Special order pricing is the price which the company can offer to their customers due to the large quantity or good relationship. The company may reduce the price due to bulk purchase or they want to build relationship with customers in order to make profit in next orders. Due to these reasons, the company will try to offer a special price which is usually below the standard price.

The company may willing to accept the lower margin with a large quantity, which means they can make a good profit in one order.

Example

Company A is a manufacturer of the shoe. The detail standard costing can be found below:

Item Amount
Selling Price 200
Direct Material 40
Direct Labor 60
Variable Overhead 20
Fixed Overhead 30
Total Cost per unit 150

The company usually makes a profit of $ 50 per unit. The fixed cost will remain the same ( $ 6,000,000) if the production below 200,000 units per month. If the production unit is higher than that, the fixed cost needs to increase by 50%.

During December 202X, the company produced 100,000 units of the shoe as its plan. However, we receive a special order from the customer to produce 80,000 units at $ 130 per unit. Should we accept this order?

Solution

Calculate incremental cost

Item Per unit 80,000 units
Direct Material 40 3,200,000
Direct Labor 60 4,800,000
Variable Overhead 20 1,600,000
Total 120 9,600,000

As the fixed cost still the same, we only incur the variable cost which is $ 9,600,000 for the new order which will generate $ 10,400,000 (80,000 units @ $ 130). The company still makes a profit of $800,000 from this special order, so we should accept it.

Impact of Special Order on Profit – Comparison of Profit

Before accepting order After accepting new order
Sale $ 20 M $ 30.4 M
Direct Material ($ 4 M) ($ 7.2 M)
Direct Labor ($ 6 M) ($ 10.8 M)
Variable Overhead ($ 2 M) ($ 3.6 M)
Fixed Overhead ($ 6 M) ($ 6 M)
Net Income $ 2 M $ 2.8 M

Point to Consider

Before accepting special order, company need to consider two factors which is the spare capacity and profit.

Any capacity remaining The company will consider accepting the special order when spare capacity is available.

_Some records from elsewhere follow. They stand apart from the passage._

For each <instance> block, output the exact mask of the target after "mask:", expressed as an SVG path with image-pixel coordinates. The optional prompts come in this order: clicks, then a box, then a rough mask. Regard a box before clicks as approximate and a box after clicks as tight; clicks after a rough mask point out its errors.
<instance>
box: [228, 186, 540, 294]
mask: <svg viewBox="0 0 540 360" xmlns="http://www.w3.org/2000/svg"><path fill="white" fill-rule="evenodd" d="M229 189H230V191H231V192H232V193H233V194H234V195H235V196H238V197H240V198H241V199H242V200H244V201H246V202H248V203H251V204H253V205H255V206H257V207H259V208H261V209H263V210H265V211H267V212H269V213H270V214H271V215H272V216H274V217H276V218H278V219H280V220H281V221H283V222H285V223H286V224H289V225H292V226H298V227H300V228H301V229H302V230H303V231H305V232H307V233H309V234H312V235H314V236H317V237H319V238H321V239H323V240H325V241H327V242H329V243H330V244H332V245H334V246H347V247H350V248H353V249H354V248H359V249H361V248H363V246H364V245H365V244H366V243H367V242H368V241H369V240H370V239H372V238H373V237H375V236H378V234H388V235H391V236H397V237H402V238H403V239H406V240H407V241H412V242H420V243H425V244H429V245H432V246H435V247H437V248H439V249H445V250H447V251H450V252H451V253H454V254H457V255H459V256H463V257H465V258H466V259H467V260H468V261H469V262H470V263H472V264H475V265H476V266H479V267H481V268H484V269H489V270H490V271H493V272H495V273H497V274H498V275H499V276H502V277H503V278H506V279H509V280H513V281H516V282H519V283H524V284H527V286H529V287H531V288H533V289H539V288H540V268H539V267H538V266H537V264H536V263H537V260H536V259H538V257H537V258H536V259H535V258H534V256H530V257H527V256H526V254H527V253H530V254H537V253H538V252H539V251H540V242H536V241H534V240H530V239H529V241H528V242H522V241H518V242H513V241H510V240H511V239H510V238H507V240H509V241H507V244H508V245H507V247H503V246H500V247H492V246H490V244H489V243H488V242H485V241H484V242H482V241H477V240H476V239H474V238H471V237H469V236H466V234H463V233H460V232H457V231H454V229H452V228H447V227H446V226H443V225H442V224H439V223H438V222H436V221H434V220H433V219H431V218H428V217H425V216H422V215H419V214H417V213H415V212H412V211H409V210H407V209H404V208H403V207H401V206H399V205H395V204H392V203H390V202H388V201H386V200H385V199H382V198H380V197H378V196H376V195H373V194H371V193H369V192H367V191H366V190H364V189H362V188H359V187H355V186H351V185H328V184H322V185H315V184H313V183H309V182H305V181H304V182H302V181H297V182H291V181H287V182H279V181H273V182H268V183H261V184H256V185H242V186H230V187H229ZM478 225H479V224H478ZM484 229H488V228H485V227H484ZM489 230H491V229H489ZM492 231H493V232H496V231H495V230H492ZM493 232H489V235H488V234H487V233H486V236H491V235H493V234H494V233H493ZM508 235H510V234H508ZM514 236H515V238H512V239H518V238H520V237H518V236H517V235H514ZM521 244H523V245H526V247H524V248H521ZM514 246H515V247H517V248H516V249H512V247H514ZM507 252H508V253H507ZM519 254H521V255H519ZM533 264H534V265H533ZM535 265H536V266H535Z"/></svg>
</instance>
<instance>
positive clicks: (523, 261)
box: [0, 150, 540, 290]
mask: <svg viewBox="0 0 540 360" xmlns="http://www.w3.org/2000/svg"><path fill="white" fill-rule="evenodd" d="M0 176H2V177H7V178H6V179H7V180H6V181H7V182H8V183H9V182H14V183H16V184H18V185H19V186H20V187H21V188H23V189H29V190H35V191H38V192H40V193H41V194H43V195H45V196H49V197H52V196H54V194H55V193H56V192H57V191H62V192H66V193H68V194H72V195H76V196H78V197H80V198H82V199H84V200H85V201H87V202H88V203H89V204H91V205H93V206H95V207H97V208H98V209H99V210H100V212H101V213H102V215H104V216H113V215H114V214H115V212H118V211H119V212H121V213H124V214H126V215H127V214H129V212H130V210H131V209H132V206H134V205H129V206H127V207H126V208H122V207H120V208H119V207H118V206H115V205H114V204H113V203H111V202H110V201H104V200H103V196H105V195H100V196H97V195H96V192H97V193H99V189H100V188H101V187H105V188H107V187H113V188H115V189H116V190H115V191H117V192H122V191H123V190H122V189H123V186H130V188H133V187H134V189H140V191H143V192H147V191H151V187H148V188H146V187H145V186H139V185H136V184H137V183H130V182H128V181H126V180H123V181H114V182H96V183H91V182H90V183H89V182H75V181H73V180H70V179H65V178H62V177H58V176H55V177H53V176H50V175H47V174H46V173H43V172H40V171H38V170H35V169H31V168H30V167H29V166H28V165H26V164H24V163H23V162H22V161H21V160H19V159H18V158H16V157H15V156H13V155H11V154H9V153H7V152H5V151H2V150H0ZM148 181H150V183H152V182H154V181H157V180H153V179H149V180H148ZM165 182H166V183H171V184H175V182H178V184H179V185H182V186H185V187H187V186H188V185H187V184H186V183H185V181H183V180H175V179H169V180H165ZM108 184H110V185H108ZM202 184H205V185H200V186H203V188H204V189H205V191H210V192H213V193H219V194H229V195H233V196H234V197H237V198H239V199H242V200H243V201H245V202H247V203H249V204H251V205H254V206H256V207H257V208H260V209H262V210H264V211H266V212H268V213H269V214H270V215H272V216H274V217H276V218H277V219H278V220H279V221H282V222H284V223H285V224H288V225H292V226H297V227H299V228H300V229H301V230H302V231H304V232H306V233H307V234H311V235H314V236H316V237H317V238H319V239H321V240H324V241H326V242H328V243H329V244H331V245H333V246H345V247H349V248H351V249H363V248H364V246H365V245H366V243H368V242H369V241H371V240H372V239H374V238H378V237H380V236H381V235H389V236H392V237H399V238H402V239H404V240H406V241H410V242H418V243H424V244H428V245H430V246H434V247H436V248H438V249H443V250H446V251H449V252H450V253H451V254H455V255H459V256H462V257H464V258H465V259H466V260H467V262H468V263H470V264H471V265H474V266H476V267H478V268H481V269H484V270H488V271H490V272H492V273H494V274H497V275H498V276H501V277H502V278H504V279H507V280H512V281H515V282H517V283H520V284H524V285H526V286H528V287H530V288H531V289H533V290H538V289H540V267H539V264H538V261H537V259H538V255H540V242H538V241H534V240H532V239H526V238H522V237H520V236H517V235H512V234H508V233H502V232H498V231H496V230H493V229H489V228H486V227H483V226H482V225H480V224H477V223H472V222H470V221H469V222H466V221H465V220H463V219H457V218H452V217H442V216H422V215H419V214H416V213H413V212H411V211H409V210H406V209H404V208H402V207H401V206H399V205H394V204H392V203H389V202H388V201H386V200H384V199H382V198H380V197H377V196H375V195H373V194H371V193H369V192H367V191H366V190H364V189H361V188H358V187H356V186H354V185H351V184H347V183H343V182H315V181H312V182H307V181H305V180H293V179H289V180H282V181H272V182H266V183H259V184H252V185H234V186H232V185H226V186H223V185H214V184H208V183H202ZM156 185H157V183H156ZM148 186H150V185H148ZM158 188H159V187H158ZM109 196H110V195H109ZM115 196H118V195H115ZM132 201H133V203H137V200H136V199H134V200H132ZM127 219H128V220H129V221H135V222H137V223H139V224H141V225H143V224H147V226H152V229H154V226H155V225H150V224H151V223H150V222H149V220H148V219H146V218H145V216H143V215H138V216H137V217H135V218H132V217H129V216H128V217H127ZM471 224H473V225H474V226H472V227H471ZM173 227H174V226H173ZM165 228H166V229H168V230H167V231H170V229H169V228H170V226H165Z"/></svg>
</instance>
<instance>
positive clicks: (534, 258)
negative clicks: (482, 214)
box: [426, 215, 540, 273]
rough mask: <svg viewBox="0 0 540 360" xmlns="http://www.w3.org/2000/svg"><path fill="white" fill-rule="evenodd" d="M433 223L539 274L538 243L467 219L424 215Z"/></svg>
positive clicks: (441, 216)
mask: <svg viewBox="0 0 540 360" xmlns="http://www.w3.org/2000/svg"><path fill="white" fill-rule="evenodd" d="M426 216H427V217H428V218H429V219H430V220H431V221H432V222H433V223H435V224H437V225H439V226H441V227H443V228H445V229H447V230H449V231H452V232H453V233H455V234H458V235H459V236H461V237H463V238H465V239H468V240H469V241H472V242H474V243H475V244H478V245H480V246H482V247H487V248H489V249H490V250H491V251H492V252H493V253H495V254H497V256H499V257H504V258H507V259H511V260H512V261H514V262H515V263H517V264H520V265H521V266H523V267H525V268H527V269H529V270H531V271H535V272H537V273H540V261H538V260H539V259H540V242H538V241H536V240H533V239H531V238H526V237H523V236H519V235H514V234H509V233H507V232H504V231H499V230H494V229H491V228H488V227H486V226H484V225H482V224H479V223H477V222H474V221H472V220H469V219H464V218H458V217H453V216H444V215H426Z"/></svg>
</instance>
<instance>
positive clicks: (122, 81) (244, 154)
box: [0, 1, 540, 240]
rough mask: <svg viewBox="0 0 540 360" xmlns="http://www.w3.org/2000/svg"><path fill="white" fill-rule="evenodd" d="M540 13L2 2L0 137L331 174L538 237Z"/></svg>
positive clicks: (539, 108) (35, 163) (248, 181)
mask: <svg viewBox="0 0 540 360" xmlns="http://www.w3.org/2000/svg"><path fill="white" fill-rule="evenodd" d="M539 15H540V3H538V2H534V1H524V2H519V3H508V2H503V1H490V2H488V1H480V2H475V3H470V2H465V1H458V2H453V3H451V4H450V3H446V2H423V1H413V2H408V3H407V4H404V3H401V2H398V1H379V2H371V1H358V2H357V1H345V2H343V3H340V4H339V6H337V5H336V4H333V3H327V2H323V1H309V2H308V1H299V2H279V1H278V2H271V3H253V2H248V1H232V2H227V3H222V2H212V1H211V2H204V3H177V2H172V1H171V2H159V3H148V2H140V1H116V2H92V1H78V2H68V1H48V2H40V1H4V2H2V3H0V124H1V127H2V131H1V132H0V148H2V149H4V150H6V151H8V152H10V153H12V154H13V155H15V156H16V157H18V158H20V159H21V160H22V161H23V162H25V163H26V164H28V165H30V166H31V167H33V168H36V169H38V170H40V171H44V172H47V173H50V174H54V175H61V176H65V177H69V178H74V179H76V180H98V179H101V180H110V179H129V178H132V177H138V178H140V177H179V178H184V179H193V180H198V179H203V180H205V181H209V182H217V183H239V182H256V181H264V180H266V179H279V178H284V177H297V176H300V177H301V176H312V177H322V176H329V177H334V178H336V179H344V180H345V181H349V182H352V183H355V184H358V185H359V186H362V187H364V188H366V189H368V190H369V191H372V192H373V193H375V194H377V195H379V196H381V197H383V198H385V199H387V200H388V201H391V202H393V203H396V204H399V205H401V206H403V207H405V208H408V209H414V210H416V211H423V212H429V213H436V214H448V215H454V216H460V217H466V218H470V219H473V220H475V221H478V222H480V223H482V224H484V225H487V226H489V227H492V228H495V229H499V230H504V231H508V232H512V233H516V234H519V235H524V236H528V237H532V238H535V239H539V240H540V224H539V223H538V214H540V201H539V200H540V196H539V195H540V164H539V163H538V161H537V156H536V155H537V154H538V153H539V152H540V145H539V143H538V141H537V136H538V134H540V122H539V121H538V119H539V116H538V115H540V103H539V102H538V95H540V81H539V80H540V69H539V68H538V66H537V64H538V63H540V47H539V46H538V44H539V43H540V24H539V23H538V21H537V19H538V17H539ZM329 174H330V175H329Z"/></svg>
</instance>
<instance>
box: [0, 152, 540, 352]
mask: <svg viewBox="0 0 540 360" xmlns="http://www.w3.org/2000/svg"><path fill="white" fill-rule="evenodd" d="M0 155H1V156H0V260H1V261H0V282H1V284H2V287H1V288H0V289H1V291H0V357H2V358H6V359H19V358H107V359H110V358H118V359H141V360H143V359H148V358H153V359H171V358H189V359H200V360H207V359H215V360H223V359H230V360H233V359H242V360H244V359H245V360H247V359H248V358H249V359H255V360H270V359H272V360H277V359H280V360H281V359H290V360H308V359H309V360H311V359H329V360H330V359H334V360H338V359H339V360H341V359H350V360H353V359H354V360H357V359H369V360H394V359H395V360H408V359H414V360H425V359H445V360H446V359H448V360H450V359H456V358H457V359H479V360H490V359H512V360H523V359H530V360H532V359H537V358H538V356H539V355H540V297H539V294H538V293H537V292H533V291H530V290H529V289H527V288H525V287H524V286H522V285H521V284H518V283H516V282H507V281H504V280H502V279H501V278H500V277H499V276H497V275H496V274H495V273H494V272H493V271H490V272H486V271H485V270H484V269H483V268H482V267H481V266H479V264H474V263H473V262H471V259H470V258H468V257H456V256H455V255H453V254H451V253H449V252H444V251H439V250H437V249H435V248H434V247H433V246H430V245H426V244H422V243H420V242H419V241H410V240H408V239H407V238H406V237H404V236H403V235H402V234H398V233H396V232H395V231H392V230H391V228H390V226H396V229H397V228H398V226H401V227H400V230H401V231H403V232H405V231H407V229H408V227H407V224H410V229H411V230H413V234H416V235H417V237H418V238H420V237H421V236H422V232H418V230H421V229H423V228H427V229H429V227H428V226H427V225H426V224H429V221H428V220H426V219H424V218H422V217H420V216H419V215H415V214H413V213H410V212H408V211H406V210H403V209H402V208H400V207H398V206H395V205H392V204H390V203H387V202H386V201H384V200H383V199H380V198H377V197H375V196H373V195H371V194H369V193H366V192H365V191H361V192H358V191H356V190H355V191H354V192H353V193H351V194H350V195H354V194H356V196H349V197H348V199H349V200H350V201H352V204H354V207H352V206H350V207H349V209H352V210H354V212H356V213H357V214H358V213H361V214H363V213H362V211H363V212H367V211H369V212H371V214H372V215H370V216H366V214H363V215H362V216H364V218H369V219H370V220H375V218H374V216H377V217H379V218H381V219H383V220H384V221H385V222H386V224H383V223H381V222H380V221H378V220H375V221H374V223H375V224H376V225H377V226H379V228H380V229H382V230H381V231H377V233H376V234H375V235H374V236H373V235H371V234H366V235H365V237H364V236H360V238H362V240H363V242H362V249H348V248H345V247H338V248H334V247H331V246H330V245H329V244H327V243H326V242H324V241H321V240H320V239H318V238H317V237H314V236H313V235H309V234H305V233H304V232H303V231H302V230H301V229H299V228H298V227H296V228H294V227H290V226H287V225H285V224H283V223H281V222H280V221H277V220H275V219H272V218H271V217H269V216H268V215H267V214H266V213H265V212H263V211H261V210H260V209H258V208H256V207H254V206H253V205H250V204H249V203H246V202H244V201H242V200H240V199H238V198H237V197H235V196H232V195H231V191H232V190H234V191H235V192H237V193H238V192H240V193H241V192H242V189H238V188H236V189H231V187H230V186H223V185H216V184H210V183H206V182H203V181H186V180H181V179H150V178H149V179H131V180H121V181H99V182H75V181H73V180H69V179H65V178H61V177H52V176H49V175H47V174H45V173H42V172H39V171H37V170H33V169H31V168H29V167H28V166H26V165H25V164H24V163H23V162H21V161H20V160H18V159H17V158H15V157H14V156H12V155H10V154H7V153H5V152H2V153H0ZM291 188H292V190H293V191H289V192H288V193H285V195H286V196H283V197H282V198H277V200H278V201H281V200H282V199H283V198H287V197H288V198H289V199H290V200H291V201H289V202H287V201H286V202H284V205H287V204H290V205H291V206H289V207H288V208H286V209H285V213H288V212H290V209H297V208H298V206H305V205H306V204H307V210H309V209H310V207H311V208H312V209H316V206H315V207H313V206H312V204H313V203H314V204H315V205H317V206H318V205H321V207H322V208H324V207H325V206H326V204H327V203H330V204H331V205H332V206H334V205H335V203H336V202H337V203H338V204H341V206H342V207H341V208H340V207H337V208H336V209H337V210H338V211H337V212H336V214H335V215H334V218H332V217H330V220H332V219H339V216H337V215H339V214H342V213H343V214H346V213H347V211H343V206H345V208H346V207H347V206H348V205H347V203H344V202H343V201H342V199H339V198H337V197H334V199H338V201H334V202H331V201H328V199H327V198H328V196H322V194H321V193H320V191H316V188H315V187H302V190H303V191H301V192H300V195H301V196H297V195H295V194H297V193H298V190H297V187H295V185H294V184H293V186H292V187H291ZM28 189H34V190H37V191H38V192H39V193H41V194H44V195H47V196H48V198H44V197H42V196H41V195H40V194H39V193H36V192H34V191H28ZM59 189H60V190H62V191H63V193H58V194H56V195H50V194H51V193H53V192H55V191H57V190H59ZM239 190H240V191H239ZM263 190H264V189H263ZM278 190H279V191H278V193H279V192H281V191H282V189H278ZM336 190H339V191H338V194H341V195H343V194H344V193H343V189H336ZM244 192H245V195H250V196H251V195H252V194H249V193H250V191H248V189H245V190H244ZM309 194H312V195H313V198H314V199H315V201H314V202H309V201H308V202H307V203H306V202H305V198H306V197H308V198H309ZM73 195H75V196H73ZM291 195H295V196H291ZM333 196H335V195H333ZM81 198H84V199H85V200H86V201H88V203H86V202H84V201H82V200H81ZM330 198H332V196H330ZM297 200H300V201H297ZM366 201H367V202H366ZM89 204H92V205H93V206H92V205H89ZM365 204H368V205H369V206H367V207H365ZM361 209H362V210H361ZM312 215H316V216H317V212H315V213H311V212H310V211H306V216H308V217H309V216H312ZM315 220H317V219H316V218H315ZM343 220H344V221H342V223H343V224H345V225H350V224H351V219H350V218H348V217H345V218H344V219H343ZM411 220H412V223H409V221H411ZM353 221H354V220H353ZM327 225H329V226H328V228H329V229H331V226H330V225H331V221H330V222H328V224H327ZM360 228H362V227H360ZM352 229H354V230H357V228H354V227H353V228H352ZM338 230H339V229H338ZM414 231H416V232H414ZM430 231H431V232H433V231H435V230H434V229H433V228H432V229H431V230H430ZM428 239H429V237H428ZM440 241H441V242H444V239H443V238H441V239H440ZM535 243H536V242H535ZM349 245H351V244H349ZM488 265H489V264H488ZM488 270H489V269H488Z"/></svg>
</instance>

If our capacity is full, it will hurt our profit as we have given up the opportunity to produce for the standard price, but accept the special order at a lower price. Even we are able to make the production, but we will have less profit due to the opportunity cost.
Does the order profitable The special order must be profitable, at least we can make a positive contribution. With this contribution margin, the company will be able to pay for fixed costs such as rental, depreciation and so on. In the end, we will make more profit.